Além disso, o magistrado deferiu pedido do Ministério Público para que cópia da denúncia e da decisão seja encaminhada ao presidente da Câmara de Vereadores de Canela, Felipe Caputo (PSDB), a fim de que sejam adotadas as medidas administrativas cabíveis, já que o denunciado exerce mandato parlamentar.
O Jornal Integração ainda não teve acesso ao inquérito da denúncia. O vereador Gralha, no entanto, em contato com a reportagem, reclamou de perseguição: “Estão tentando arrumar uma vexatória”. Ele sugeriu que a situação poderia ser usada como motivo para iniciar um processo de cassação de seu mandato. O inquérito que o tornou réu é o mesmo que havia originado uma tentativa anterior de abertura de processo na Câmara, quando um cidadão apresentou o pedido e o retirou no dia seguinte.

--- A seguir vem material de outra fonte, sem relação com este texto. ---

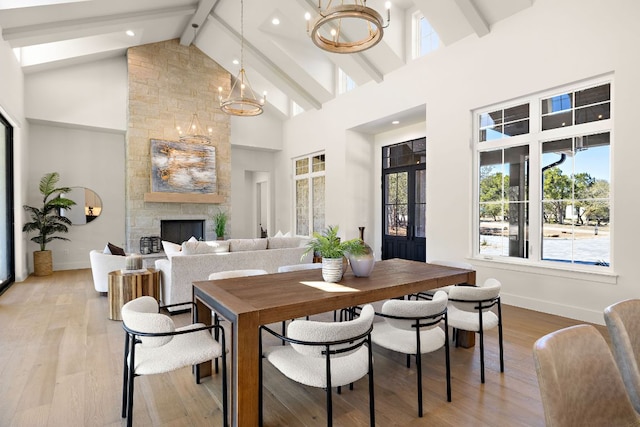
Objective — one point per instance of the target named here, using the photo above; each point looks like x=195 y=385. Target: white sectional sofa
x=180 y=270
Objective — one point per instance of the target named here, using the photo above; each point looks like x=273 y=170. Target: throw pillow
x=240 y=245
x=219 y=246
x=171 y=249
x=115 y=250
x=197 y=248
x=283 y=242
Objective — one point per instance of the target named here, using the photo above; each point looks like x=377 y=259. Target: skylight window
x=425 y=38
x=345 y=83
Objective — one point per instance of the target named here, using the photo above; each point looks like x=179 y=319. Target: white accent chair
x=230 y=274
x=153 y=345
x=623 y=323
x=579 y=382
x=324 y=355
x=470 y=310
x=413 y=328
x=300 y=267
x=101 y=265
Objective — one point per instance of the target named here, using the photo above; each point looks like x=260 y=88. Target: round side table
x=125 y=286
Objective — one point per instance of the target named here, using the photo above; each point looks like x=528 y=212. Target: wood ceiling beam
x=474 y=17
x=76 y=28
x=205 y=7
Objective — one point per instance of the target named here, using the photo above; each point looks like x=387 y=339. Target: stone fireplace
x=180 y=230
x=169 y=82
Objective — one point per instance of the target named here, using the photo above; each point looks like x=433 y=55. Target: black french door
x=7 y=268
x=404 y=201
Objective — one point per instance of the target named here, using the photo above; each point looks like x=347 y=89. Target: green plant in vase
x=220 y=220
x=332 y=250
x=47 y=221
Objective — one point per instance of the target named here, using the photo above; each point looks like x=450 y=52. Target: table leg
x=203 y=316
x=245 y=357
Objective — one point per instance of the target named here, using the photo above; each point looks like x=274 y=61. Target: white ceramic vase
x=332 y=269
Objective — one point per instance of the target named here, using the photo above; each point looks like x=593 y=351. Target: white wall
x=83 y=158
x=90 y=95
x=247 y=168
x=547 y=45
x=78 y=121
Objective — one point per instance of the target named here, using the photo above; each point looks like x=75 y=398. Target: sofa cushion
x=198 y=248
x=220 y=246
x=240 y=245
x=283 y=242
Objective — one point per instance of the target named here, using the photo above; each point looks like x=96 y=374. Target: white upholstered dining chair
x=153 y=345
x=324 y=355
x=470 y=309
x=414 y=328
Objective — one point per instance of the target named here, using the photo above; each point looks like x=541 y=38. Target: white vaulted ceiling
x=280 y=59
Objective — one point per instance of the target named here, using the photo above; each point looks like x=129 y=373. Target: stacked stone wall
x=169 y=82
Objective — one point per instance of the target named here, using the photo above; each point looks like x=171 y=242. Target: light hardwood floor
x=61 y=365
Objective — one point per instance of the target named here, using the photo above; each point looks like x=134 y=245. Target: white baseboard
x=564 y=310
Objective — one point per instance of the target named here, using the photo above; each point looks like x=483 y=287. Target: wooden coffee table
x=124 y=287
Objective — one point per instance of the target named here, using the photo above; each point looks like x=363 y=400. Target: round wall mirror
x=87 y=208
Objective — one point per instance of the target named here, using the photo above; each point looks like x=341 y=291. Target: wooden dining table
x=249 y=302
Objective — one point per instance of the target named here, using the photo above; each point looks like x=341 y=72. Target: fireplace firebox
x=179 y=230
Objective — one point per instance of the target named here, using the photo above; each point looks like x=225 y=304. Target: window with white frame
x=425 y=38
x=543 y=178
x=345 y=83
x=296 y=109
x=309 y=173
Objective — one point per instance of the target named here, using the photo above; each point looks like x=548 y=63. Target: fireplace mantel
x=183 y=198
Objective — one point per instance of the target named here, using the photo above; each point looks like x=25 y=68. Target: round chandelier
x=241 y=100
x=347 y=28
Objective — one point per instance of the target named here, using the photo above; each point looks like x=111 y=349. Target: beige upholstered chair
x=153 y=345
x=325 y=355
x=623 y=322
x=580 y=384
x=413 y=328
x=470 y=309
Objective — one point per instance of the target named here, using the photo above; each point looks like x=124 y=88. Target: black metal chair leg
x=125 y=376
x=419 y=375
x=481 y=357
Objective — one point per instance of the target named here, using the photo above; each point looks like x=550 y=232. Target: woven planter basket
x=42 y=263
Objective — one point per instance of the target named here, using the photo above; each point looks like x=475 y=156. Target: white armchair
x=101 y=265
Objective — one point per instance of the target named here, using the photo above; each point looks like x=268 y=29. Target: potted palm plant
x=220 y=220
x=47 y=221
x=332 y=250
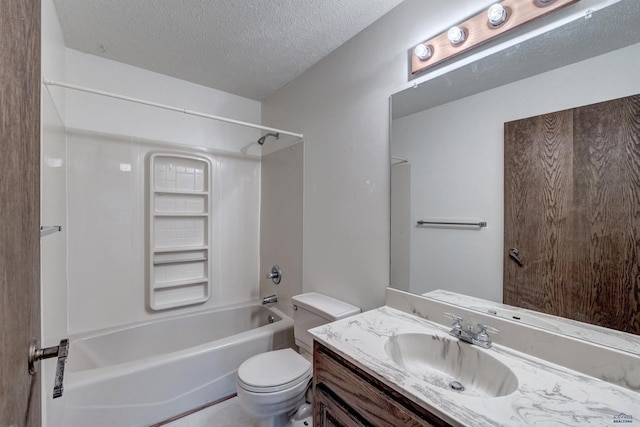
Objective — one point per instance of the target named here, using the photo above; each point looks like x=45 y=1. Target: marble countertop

A acusação contra o vereador é de que ele teria ameaçado esse cidadão, intimidando-o a retirar a denúncia de ato vexatório. Por isso, no dia 4 dezembro de 2025, acabou preso por um dia, até que o TJ-RS o liberou. Gralha nega: “Como? Eu nem tenho tempo, como iria para a casa dos outros ameaçar?”, afirmou por telefone.

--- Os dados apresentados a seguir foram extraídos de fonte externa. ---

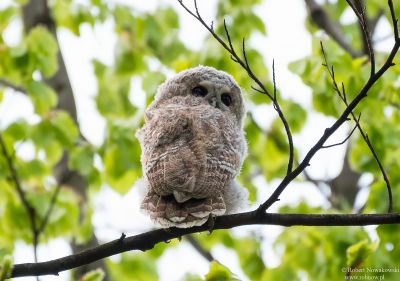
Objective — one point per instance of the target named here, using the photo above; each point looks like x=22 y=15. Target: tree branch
x=319 y=16
x=146 y=241
x=31 y=212
x=245 y=65
x=375 y=76
x=8 y=84
x=342 y=95
x=199 y=248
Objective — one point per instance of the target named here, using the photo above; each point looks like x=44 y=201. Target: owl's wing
x=170 y=157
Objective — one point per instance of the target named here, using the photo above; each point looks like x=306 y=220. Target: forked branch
x=243 y=62
x=374 y=77
x=342 y=94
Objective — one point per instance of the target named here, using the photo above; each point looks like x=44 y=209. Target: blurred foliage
x=148 y=49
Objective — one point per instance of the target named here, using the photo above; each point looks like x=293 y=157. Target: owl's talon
x=210 y=223
x=218 y=206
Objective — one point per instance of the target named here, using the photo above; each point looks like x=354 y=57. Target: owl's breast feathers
x=190 y=153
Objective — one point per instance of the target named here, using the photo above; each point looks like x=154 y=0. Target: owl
x=193 y=146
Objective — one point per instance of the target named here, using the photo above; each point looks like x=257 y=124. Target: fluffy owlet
x=193 y=146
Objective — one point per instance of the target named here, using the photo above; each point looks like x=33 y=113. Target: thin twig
x=346 y=139
x=21 y=194
x=9 y=84
x=360 y=13
x=342 y=95
x=343 y=118
x=322 y=19
x=245 y=65
x=49 y=210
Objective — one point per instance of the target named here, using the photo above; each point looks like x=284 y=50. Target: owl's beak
x=212 y=100
x=214 y=96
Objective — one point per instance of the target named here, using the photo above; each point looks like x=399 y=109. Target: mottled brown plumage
x=193 y=146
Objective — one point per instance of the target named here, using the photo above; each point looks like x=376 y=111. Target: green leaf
x=5 y=17
x=150 y=83
x=357 y=253
x=218 y=272
x=135 y=267
x=295 y=114
x=43 y=97
x=43 y=49
x=6 y=267
x=81 y=159
x=94 y=275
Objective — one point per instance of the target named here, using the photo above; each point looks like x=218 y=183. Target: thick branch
x=146 y=241
x=199 y=248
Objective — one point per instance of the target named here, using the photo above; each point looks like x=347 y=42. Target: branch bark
x=146 y=241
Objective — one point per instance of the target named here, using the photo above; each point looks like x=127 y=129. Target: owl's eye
x=226 y=99
x=199 y=91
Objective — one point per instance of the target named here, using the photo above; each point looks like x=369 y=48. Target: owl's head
x=204 y=85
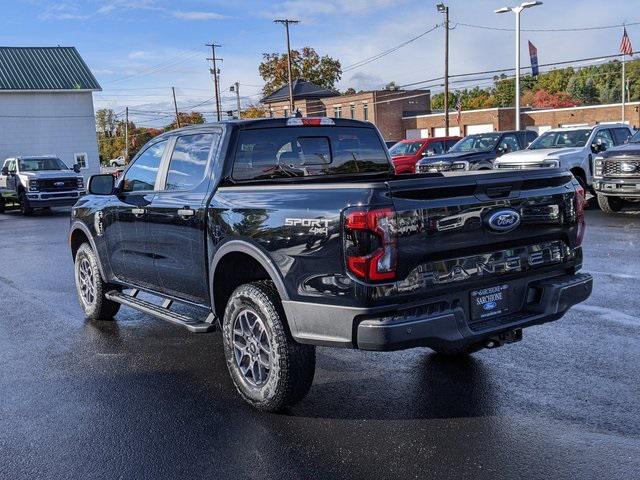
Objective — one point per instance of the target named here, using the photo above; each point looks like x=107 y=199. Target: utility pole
x=175 y=106
x=444 y=9
x=236 y=88
x=126 y=134
x=215 y=72
x=286 y=23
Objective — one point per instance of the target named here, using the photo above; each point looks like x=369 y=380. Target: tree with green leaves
x=305 y=65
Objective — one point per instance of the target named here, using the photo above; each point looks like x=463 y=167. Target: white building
x=46 y=106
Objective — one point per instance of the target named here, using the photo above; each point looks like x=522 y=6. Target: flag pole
x=624 y=61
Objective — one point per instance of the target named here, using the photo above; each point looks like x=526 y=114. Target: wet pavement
x=139 y=398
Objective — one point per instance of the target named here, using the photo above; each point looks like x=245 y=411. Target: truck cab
x=569 y=148
x=39 y=182
x=406 y=153
x=616 y=175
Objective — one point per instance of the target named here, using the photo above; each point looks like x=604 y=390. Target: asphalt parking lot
x=139 y=398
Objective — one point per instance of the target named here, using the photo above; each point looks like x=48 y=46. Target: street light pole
x=444 y=9
x=518 y=10
x=286 y=23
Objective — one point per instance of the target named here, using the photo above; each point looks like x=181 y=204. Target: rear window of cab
x=285 y=152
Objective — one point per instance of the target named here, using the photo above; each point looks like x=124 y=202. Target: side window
x=511 y=142
x=621 y=135
x=142 y=174
x=451 y=143
x=604 y=136
x=189 y=161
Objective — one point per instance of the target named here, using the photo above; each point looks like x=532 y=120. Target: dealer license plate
x=489 y=302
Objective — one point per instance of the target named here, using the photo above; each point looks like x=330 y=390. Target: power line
x=510 y=69
x=384 y=53
x=574 y=29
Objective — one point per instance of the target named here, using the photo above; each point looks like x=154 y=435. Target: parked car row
x=604 y=159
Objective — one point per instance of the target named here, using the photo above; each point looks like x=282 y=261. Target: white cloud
x=198 y=15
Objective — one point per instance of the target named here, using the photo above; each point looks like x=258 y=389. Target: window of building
x=280 y=153
x=189 y=161
x=142 y=174
x=81 y=159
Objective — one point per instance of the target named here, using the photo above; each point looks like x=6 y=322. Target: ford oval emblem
x=503 y=220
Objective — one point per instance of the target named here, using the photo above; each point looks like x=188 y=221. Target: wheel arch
x=79 y=234
x=249 y=263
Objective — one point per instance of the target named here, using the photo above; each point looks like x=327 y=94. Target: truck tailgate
x=466 y=233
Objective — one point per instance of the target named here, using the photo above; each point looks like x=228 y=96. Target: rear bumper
x=431 y=325
x=621 y=187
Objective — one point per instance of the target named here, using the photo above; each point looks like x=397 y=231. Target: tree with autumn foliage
x=306 y=65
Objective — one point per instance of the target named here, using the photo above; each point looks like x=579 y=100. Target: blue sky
x=138 y=49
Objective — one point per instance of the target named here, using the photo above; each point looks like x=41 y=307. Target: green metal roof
x=44 y=68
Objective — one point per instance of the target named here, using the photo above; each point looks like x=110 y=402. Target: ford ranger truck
x=616 y=177
x=39 y=182
x=288 y=234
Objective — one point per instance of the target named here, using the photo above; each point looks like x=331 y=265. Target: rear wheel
x=269 y=369
x=91 y=287
x=610 y=204
x=25 y=206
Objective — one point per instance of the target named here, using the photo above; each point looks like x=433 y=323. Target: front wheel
x=610 y=204
x=25 y=207
x=91 y=287
x=269 y=369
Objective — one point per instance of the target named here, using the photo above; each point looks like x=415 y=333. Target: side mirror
x=102 y=184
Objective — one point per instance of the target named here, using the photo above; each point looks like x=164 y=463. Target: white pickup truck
x=570 y=148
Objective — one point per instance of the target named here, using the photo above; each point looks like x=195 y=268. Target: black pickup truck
x=292 y=233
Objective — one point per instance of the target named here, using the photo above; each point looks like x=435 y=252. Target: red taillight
x=581 y=201
x=370 y=244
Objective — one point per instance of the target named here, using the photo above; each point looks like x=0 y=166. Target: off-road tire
x=25 y=208
x=291 y=365
x=458 y=352
x=610 y=204
x=101 y=308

Desde a prisão de dezembro passado o parlamentar está ausente das sessões presenciais da Câmara, participando de forma remota e, posteriormente, por meio de atestado médico. Segundo ele, precisou se afastar totalmente dos assuntos políticos por motivos de saúde, devendo retornar na semana que vem, que será na quarta-feira, em virtude do feriadão de Carnaval.
Gralha também se queixou de que está tendo o nome prejudicado, o que, segundo ele, o impede de conseguir um bom emprego. Questionou ainda quem seria responsável por reparar os danos à sua imagem.